To enable the write buffer, set the writeBufferEnabled option in the com.pelagicore.SoftwareContainerAgent.Create(config) call. This is done using the config parameter in specific, for example, this JSON config:

[{
    "writeBufferEnabled": true
}]

The underlying mechanism of the write buffer is the OverlayFS which mounts a lower, upper and work directory together into a mountpoint. Files are written temporarily into the work directory while being worked on and then into the upper directory. The upper directory is merged on top of the lower directory. If a file from the lower filesystem is opened and then edited, it will be written in the upper directory and the user of the mountpoint will see only the changed file.

Note

Enabling the write buffer will enable write buffers for all filesystems, both the rootfs and the all bindmounted filesystems inside the container. Also, the filesystems will no longer be bindmounted technically, as bindmounting and overlayfs are mutually exclusive.

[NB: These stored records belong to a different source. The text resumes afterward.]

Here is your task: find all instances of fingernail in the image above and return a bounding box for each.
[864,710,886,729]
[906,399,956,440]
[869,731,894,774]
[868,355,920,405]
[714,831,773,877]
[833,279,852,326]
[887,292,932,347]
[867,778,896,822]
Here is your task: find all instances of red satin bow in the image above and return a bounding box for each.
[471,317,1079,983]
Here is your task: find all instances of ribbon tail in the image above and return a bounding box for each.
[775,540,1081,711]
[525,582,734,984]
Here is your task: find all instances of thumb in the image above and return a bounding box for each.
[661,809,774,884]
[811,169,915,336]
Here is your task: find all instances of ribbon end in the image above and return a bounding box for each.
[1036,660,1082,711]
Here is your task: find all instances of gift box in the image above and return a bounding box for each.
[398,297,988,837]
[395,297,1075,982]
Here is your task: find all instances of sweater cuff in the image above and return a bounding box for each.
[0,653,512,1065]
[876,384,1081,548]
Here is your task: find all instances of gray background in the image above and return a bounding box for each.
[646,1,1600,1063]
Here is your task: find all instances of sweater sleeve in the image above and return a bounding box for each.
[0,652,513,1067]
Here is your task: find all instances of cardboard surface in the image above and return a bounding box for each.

If a file is created in the lower filesystem, the file will be visible in the merged filesystem, but it will not be part of the upper or work filesystems unless someone opens it from the merged filesystem, edits and saves it.

Opening a file in upper or work does not create a file in the lower filesystem until it is synced to the lower filesystem. Syncing is performed when a container is destroyed using the com.pelagicore.SoftwareContainerAgent.Destroy(id) call.

The upper directory is a temporarily created directory in the /tmp filesystem. The work is also a temporary filesystem.

When the container is shutdown and the mountpoints are cleaned up, the upper filesystem is copied into the lower filesystem causing the filesystem changes performed during its runtime to be merged into the lower layers.

Note

Non-directory types of files can not be mounted using overlayfs. These will automatically fall back on using the default behavior of bind mounting the files into the filesystem of the container.

Temporary Filesystem

The write buffers can be configured to use a separate temporary filesystem (tmpfs) which can be limited in size. The tmpfs is mounted on top of the containers temporary directory as soon as it’s created and will remain there until the container is destroyed. All overlayfs mounts and temporary directories should be created inside this tmpfs mount.

The size of the tmpfs can also be limited using an extra configuration option in the Create DBus call to the SoftwareContainerAgent. An example configuration would look like this:

[{
    "writeBufferEnabled": true,
    "temporaryFileSystemWriteBufferEnabled": true,
    "temporaryFileSystemSize": 10485760
}]

The temporaryFileSystemWriteBufferEnabled setting enables the tmpfs creation as described above, while the temporaryFileSystemSize variable sets the size of the tmpfs in bytes.

Note

The temporaryFileSystemSize parameter will not be parsed unless the temporaryFileSystemWriteBufferEnabled parameter is true. The temporaryFileSystemSize is not required if the temporaryFileSystemWriteBufferEnabled is set to false or not added at all.

Note

The tmpfs is shared between the upper and work directories in overlayfs being mounted to the rootfs and all the directories being bindmounted into a single instance of a container.